You may need to create an isolated virtual environment to cleanly install all the requirements (including MLEM) there:

$ python3 -m venv .venv
$ source .venv/bin/activate
$ pip install mlem sklearn pandas

To use data within the MLEM context, so that it is compatible with other operations such as mlem apply, one needs to save it as a MLEM Object.

Saving data with MLEM

MLEM can save existing data objects using the mlem.api.save() API.

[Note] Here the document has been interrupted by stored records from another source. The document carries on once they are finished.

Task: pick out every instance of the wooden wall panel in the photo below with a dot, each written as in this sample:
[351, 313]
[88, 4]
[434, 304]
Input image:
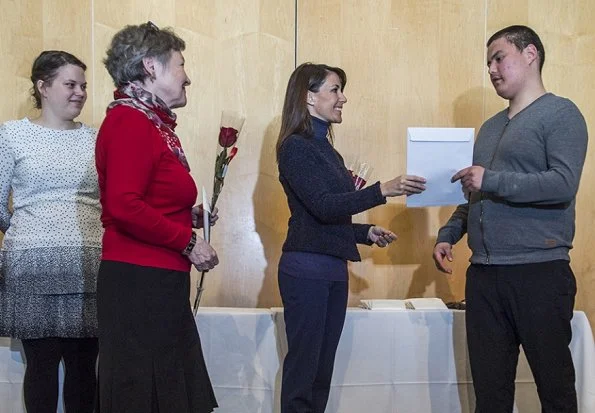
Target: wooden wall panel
[409, 63]
[567, 32]
[422, 63]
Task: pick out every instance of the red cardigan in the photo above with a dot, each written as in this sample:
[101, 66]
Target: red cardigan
[146, 194]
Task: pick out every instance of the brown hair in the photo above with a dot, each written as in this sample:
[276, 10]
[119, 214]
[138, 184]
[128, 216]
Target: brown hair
[521, 37]
[296, 118]
[45, 68]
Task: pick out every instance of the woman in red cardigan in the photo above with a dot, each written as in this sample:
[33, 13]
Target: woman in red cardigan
[150, 353]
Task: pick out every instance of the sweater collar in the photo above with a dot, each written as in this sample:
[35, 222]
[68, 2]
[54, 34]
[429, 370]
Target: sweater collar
[320, 128]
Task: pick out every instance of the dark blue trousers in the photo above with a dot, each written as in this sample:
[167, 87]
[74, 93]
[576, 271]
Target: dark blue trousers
[314, 316]
[529, 305]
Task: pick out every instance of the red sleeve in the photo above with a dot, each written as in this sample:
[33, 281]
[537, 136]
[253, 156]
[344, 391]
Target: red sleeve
[128, 150]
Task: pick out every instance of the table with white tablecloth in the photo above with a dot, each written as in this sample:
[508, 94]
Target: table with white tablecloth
[388, 361]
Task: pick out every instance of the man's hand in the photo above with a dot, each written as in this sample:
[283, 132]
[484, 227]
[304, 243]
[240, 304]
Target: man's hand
[442, 253]
[380, 236]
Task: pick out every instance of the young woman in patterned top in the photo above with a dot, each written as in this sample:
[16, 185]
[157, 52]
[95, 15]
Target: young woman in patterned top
[52, 237]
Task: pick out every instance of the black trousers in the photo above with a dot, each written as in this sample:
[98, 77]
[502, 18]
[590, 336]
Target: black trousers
[40, 385]
[529, 305]
[314, 312]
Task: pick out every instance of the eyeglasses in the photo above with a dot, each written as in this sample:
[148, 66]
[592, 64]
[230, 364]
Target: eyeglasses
[150, 28]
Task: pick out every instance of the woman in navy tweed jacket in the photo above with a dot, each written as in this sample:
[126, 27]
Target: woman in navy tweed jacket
[321, 238]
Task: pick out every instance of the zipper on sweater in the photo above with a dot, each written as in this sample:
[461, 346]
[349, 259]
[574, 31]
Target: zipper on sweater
[481, 220]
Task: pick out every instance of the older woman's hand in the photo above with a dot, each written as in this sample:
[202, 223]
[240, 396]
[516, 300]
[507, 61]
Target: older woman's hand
[203, 256]
[198, 213]
[381, 236]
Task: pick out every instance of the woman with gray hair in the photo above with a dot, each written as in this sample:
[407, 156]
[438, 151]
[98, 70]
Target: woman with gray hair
[150, 353]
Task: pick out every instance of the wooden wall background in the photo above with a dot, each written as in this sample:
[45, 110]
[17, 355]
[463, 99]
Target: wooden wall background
[409, 63]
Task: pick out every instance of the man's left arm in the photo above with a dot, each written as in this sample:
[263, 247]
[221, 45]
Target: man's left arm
[566, 148]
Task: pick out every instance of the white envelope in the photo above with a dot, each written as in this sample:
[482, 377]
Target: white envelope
[437, 154]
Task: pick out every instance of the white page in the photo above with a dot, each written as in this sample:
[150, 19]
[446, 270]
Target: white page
[437, 154]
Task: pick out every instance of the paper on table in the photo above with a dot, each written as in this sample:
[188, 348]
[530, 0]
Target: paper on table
[437, 154]
[408, 304]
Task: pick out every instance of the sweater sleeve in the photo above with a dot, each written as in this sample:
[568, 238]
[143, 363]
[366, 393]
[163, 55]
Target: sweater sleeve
[566, 148]
[130, 151]
[456, 226]
[303, 173]
[6, 170]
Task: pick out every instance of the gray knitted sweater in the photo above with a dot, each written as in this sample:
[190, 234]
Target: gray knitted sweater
[526, 208]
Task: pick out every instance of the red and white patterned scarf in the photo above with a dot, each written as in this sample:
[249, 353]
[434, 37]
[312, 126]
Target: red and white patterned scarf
[156, 110]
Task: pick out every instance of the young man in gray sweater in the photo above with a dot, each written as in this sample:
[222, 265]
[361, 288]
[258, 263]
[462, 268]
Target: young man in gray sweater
[520, 289]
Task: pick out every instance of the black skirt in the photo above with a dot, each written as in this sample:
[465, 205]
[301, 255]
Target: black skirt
[150, 357]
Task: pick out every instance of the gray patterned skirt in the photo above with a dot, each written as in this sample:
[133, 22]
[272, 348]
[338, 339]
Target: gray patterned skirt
[49, 292]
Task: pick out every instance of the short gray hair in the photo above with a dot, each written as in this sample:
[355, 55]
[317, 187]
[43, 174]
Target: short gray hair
[124, 60]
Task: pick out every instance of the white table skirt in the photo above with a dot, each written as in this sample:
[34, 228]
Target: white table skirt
[408, 361]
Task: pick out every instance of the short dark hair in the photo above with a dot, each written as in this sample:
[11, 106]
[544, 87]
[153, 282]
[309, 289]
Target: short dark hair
[124, 60]
[296, 118]
[521, 37]
[45, 68]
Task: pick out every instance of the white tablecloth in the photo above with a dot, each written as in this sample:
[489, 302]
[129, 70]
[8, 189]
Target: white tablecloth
[408, 361]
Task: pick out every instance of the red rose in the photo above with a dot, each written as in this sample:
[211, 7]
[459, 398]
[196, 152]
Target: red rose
[227, 137]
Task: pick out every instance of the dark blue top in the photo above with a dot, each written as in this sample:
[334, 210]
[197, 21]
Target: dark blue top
[322, 197]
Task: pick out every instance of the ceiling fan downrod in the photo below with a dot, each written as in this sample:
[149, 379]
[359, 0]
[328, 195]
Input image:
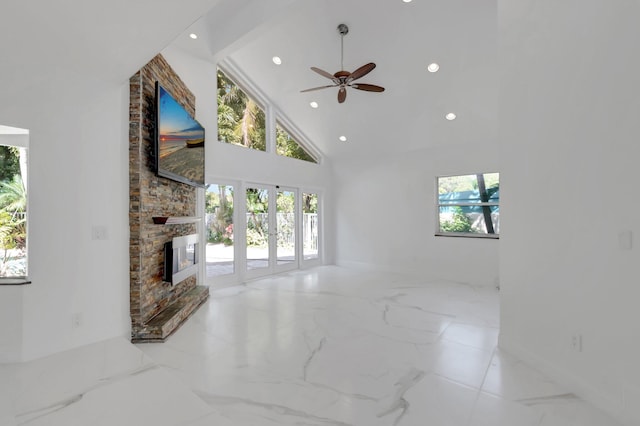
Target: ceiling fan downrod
[343, 30]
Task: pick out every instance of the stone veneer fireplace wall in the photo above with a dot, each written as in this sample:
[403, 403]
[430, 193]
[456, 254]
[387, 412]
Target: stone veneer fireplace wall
[157, 308]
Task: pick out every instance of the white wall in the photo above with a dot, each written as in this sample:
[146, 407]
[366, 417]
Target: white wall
[227, 162]
[570, 101]
[78, 178]
[386, 218]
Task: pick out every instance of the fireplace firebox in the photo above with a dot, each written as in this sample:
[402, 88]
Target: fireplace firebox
[180, 258]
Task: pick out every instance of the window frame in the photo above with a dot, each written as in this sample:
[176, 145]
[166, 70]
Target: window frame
[17, 140]
[439, 205]
[281, 122]
[252, 95]
[273, 116]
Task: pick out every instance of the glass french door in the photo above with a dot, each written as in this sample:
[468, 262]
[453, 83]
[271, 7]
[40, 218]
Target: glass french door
[271, 222]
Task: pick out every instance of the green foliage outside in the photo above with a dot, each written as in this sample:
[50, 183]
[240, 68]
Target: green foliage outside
[13, 209]
[240, 120]
[467, 183]
[220, 204]
[459, 223]
[309, 203]
[288, 147]
[257, 225]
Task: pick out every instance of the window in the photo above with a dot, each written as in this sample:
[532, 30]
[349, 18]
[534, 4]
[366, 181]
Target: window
[219, 230]
[469, 205]
[13, 205]
[241, 121]
[288, 147]
[310, 226]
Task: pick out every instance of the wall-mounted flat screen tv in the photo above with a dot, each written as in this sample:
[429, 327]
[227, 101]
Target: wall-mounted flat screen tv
[179, 145]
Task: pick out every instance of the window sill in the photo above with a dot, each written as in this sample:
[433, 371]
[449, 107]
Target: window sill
[14, 281]
[462, 235]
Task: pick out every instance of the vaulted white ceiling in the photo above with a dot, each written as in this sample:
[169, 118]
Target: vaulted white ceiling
[401, 38]
[94, 41]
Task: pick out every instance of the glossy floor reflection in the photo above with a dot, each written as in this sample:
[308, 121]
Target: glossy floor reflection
[330, 346]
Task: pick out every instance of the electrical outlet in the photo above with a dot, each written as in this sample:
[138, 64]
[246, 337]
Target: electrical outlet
[77, 320]
[98, 232]
[576, 342]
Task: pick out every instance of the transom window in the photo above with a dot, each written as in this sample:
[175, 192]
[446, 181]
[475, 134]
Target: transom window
[241, 121]
[469, 205]
[287, 146]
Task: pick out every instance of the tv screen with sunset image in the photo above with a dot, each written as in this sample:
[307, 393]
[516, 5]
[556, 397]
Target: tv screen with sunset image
[179, 141]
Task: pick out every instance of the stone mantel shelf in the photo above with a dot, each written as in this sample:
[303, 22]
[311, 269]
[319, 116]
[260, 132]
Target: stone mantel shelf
[175, 220]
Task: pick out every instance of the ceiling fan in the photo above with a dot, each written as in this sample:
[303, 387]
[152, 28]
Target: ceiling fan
[343, 79]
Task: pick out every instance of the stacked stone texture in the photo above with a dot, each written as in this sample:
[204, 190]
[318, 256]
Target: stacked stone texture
[150, 196]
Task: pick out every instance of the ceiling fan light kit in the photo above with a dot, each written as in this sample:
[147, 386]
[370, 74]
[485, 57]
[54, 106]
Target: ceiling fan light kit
[343, 79]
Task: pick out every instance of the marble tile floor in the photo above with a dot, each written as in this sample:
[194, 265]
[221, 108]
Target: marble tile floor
[325, 347]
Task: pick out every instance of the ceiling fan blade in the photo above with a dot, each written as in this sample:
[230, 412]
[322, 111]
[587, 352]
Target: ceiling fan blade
[362, 71]
[317, 88]
[342, 95]
[368, 87]
[323, 73]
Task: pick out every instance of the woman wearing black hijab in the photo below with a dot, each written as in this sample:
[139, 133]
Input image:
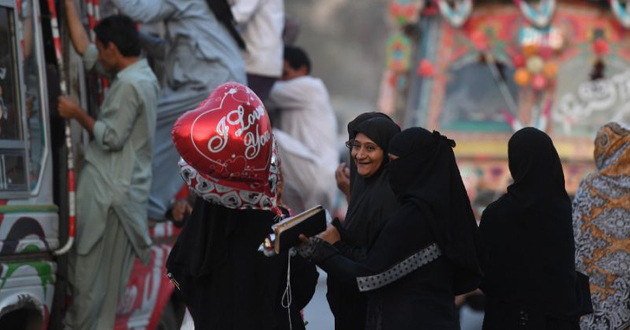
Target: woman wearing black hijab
[346, 174]
[371, 202]
[530, 277]
[426, 253]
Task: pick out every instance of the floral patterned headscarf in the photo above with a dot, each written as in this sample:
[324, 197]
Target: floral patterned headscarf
[601, 219]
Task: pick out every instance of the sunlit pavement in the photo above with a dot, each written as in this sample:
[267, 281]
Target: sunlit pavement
[317, 313]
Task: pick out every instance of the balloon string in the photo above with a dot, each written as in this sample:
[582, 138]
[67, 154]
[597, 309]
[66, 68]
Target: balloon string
[287, 297]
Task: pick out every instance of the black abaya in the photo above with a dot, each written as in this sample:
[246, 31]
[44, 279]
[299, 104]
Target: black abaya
[225, 282]
[371, 202]
[410, 276]
[530, 277]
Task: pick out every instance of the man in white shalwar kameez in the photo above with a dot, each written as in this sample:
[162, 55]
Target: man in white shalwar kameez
[305, 115]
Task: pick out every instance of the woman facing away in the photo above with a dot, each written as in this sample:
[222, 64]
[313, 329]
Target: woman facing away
[225, 282]
[371, 202]
[529, 277]
[426, 252]
[601, 222]
[200, 52]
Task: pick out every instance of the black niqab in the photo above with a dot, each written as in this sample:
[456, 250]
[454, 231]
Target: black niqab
[536, 169]
[225, 282]
[352, 126]
[528, 232]
[425, 175]
[373, 200]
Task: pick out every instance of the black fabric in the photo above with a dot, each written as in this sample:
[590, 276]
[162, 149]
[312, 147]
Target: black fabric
[371, 202]
[501, 315]
[225, 282]
[223, 13]
[351, 134]
[423, 299]
[528, 235]
[426, 175]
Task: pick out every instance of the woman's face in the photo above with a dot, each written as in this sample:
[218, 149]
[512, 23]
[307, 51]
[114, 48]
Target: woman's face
[367, 155]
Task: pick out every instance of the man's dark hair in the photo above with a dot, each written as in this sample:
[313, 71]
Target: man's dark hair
[120, 30]
[296, 57]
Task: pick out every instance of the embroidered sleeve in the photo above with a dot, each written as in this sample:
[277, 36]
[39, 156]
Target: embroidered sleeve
[417, 260]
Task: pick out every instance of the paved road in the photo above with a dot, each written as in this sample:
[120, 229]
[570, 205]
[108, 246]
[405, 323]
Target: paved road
[317, 313]
[319, 317]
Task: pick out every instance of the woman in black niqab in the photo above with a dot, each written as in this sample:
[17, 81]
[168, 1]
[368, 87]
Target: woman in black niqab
[426, 252]
[352, 127]
[371, 202]
[530, 277]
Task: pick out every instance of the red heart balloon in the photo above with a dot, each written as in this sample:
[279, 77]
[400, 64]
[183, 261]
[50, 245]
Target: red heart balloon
[228, 142]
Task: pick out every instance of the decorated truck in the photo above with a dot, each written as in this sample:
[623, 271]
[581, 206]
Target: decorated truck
[38, 154]
[480, 70]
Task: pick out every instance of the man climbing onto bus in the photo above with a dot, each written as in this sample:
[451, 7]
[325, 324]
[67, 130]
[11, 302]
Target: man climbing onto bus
[114, 184]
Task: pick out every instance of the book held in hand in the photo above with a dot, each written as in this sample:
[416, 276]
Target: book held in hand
[310, 223]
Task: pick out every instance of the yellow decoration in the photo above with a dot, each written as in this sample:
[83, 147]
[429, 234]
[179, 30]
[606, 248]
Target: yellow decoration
[522, 77]
[530, 49]
[535, 64]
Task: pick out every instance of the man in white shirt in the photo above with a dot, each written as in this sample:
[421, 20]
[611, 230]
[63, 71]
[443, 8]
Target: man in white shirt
[261, 23]
[306, 115]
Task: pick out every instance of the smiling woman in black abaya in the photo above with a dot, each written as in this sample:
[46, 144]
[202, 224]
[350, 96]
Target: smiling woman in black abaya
[426, 252]
[371, 202]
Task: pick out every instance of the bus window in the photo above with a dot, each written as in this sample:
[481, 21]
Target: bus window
[33, 100]
[10, 128]
[13, 157]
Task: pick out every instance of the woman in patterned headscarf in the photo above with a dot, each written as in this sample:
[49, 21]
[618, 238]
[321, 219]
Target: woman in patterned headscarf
[601, 220]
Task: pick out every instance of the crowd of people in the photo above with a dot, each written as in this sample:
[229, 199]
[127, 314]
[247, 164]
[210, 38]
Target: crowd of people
[409, 243]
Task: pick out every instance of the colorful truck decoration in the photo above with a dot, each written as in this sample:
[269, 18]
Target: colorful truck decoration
[560, 66]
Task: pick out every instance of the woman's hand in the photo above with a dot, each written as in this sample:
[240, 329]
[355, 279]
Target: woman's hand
[342, 175]
[331, 235]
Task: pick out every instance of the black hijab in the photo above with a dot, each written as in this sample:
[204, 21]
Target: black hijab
[352, 126]
[372, 200]
[221, 275]
[537, 172]
[426, 180]
[528, 232]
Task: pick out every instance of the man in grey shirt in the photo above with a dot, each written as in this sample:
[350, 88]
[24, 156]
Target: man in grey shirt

As an example, we load the well-known IRIS dataset with sklearn, and then save parts of it locally using MLEM.

Consider this prepare.py file:

#!/usr/bin/env python
from mlem.api import save
from sklearn.datasets import load_iris
from sklearn.model_selection import train_test_split

def main():
    data, y = load_iris(return_X_y=True, as_frame=True)
    data["target"] = y
    train_data, test_data = train_test_split(data, random_state=42)
    save(train_data, "train.csv")
    save(test_data.drop("target", axis=1), "test_x.csv")
    save(test_data[["target"]], "test_y.csv")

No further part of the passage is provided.